NAIROBI (Reuters) – French gendarmes arrested Felicien Kabuga, wanted for allegedly financing the Rwandan genocide, near Paris on May 16 after a global manhunt spanning more than a quarter of a century.
Kabuga, 84, is accused of funding ethnic Hutu militias that massacred about 800,000 Tutsi and moderate Hutus during the 1994 genocide. He was one of the last three major fugitives hunted by international investigators.
WHO WANTED KABUGA?
He was indicted by the International Criminal Tribunal for Rwanda in Arusha, Tanzania. The U.N. Security Council set up the tribunal in 1995 to prosecute high-profile suspects accused of crimes during the 1994 genocide.
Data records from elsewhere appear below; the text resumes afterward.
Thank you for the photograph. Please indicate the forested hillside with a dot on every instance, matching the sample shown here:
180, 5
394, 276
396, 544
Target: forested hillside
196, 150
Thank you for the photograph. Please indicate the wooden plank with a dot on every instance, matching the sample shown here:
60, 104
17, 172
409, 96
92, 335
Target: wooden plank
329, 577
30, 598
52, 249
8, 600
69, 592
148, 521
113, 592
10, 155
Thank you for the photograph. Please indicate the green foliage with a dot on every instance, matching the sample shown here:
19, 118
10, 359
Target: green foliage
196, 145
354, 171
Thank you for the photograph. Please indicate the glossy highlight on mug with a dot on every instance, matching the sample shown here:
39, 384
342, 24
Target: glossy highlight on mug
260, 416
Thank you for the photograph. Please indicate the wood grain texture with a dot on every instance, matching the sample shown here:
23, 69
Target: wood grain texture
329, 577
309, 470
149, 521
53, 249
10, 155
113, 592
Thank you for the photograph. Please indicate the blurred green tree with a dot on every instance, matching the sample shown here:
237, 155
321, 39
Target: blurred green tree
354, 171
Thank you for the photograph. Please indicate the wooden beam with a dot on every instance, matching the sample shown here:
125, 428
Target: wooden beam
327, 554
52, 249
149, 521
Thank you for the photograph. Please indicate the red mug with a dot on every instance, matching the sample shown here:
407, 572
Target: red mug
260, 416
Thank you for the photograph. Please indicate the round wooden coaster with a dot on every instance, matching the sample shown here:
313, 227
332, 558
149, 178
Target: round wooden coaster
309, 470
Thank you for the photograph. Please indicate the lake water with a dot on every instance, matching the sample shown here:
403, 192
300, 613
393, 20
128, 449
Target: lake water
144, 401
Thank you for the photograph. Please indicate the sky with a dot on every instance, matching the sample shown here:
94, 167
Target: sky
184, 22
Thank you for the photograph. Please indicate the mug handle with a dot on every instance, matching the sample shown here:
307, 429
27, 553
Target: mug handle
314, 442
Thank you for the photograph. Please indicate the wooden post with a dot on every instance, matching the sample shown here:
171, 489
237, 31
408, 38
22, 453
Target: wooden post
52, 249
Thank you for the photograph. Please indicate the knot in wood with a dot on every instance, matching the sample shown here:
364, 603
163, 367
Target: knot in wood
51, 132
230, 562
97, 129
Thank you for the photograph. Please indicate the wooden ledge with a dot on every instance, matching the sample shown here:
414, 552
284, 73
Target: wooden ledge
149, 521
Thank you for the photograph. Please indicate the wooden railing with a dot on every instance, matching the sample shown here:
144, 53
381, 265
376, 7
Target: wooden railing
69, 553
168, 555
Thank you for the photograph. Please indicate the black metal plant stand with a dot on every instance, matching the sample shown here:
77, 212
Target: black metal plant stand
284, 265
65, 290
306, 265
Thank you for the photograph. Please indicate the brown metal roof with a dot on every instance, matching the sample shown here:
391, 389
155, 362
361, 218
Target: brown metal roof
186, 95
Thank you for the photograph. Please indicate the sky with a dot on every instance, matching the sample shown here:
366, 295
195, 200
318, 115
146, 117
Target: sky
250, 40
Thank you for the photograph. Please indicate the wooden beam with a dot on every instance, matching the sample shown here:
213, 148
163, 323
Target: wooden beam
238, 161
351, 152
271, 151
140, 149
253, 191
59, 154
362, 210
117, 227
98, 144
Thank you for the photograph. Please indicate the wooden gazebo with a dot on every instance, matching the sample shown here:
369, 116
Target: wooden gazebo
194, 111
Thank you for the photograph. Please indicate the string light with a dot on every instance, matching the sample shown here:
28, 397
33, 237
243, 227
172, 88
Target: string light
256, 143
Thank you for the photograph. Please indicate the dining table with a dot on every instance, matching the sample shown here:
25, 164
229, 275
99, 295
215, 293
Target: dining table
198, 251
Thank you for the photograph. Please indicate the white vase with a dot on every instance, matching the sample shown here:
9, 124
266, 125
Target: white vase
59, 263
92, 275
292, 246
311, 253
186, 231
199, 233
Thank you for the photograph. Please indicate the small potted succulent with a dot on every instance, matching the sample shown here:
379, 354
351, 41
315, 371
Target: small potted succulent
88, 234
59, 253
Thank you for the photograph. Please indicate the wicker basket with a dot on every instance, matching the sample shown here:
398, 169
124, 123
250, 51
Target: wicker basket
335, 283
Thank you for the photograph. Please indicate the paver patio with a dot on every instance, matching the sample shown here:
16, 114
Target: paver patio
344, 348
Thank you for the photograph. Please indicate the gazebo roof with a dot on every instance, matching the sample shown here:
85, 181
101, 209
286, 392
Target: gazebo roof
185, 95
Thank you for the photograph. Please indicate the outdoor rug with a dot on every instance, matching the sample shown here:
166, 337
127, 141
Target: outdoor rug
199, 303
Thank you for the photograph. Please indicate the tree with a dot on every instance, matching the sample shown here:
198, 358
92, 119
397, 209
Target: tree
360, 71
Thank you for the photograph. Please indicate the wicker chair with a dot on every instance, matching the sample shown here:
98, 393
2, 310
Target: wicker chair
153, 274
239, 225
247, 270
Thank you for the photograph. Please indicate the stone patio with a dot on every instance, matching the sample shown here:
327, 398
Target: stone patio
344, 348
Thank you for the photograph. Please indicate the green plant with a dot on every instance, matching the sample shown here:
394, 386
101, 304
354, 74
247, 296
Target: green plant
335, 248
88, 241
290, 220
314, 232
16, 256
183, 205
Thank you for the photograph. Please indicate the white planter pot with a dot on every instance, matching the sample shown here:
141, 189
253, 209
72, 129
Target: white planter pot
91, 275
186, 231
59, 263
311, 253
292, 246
The court tried senior military and government officials, politicians, businessmen, church, militia, and media leaders on charges of genocide, crimes against humanity and war crimes, complicity in genocide, or direct and public incitement to commit genocide.
It also charged more than half of the suspects with rape and other forms of sexual violence as a means of perpetrating genocide and as crimes against humanity or war crimes.
DID THE TRIBUNAL WORK?
The tribunal indicted 93 people, including Kabuga. Of those, 62 were convicted and 10 others sent to national jurisdictions for trial. A further 14 were acquitted, two indictments were withdrawn before trial and two people died before their trials concluded. The rest were fugitives.
The tribunal closed in 2015, but passed its outstanding cases to the U.N. International Residual Mechanism for Criminal Tribunals, a body empowered to try suspects from the Rwandan genocide and 1990s war in then-Yugoslavia. This body maintains an office in Arusha and another in The Hague, Netherlands.
WHAT WAS KABUGA INDICTED FOR?
Kabuga was indicted on seven counts of genocide, complicity in genocide, directing and inciting genocide, conspiracy to carry out and attempts to commit genocide, and crimes against humanity – persecution and extermination.
WHAT PROBLEMS DID THE TRIBUNAL FACE?
Its critics, including Rwanda, accused it of being inefficient, costly and slow. Rwanda itself tried more than two million cases related to the genocide in 12,000 community courts – often held outside under trees – between 2001 and 2012.
Suspects who were acquitted by the international tribunal were often unable or unwilling to go home, and authorities struggled to find third party countries that would accept them.
The tribunal also depended on national jurisdictions’ police and other security agencies to apprehend and hand over fugitives, which considerably slowed down the wheels of justice.
WHO IS STILL OUT THERE?
International investigators are still looking for Protais Mpiranya, former commander of the Rwandan presidential guard, and Augustin Bizimana, the ex-defence minister – both Hutus.
The international tribunal referred the cases of five other fugitives to the Rwandan authorities for trial.